Install and run a Jupyter notebook on a Cloud Dataproc cluster

Before you begin

If you haven't already done so, create a Google Cloud Platform project and a Cloud Storage bucket.

Set up your project

  1. Sign in to your Google Account.

    If you don't already have one, sign up for a new account.

  2. Select or create a GCP project.

    Go to the Manage resources page

  3. Make sure that billing is enabled for your project.

    Learn how to enable billing

  4. Enable the Cloud Dataproc,Compute Engine APIs.

    Enable the APIs

  5. Install and initialize the Cloud SDK.

Create a Cloud Storage bucket in your project

  1. In the GCP Console, go to the Cloud Storage browser.
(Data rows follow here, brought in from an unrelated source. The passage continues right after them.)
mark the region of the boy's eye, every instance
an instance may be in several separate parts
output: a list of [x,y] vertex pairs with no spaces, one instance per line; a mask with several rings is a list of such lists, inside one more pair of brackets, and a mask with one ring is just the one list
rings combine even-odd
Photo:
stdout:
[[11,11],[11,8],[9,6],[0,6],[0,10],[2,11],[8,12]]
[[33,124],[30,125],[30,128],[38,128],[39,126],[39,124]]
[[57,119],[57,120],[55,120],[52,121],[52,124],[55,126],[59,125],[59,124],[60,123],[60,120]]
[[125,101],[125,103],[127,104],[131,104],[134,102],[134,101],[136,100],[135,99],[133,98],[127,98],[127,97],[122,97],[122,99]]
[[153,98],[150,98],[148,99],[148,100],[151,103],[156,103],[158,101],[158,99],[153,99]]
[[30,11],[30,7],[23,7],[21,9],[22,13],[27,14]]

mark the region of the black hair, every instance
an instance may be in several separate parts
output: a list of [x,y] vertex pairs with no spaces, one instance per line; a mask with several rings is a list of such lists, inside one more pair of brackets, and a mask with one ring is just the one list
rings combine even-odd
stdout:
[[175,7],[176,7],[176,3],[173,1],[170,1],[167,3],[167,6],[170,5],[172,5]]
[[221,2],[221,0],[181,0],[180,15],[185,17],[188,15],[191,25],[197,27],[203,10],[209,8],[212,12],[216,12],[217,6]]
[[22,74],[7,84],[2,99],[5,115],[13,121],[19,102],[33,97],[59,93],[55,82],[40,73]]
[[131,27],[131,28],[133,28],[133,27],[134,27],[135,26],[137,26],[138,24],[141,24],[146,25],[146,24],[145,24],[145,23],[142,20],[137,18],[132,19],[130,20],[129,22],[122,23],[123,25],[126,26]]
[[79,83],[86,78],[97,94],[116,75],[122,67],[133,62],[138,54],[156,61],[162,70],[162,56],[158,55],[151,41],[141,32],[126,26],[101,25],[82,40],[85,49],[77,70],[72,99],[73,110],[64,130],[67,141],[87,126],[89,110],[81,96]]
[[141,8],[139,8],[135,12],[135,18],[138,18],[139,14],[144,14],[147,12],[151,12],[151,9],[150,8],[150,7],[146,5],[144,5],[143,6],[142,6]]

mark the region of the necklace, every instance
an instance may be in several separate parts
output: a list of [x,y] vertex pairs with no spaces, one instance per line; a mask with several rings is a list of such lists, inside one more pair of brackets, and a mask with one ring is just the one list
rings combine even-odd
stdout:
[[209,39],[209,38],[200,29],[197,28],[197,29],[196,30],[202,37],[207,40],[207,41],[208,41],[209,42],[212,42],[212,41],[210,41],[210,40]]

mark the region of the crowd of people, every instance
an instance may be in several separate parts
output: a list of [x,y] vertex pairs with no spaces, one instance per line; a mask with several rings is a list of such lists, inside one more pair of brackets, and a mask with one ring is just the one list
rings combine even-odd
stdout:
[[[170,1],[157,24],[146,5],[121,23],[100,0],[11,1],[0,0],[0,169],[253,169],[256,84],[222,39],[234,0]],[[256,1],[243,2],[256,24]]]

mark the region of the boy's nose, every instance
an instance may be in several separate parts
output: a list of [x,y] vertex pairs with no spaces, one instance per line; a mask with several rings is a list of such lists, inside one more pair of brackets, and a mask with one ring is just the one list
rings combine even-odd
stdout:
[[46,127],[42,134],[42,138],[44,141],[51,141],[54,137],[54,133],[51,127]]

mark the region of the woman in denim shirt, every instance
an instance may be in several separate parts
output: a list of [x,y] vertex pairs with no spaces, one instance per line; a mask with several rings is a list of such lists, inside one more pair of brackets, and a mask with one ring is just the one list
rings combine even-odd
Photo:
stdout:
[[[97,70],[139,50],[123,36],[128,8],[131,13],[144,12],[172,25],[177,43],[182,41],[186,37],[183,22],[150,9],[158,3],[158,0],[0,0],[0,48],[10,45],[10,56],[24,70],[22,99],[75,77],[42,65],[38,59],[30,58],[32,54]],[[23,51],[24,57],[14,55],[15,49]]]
    Go to the Cloud Storage browser

  2. Click Create bucket.
  3. In the Create bucket dialog, specify the following attributes:
  4. Click Create.
  5. Your notebooks will be stored in Cloud Storage under gs://bucket-name/notebooks/.

Overview

This tutorial demonstrates the creation of a Cloud Dataproc cluster with a bash shell initialization script that installs and runs a Jupyter notebook on the cluster. The script is located in Cloud Storage at gs://dataproc-initialization-actions/jupyter/jupyter.sh and co-located with other initialization scripts at the GoogleCloudPlatform/dataproc-initialization-actions repository.

After creating the cluster with an initialization script that installs the Jupyter notebook on the cluster, this tutorial shows you how to connect to the notebook with your local browser.

#!/bin/bash

#

set -exo pipefail

readonly ROLE="$(/usr/share/google/get_metadata_value attributes/dataproc-role)"
readonly INIT_ACTIONS_REPO="$(/usr/share/google/get_metadata_value attributes/INIT_ACTIONS_REPO \
  || echo 'https://github.com/GoogleCloudPlatform/dataproc-initialization-actions.git')"
readonly INIT_ACTIONS_BRANCH="$(/usr/share/google/get_metadata_value attributes/INIT_ACTIONS_BRANCH \
  || echo 'master')"

readonly JUPYTER_CONDA_CHANNELS="$(/usr/share/google/get_metadata_value attributes/JUPYTER_CONDA_CHANNELS)"

readonly JUPYTER_CONDA_PACKAGES="$(/usr/share/google/get_metadata_value attributes/JUPYTER_CONDA_PACKAGES)"

echo "Cloning fresh dataproc-initialization-actions from repo ${INIT_ACTIONS_REPO} and branch ${INIT_ACTIONS_BRANCH}..."
git clone -b "${INIT_ACTIONS_BRANCH}" --single-branch "${INIT_ACTIONS_REPO}"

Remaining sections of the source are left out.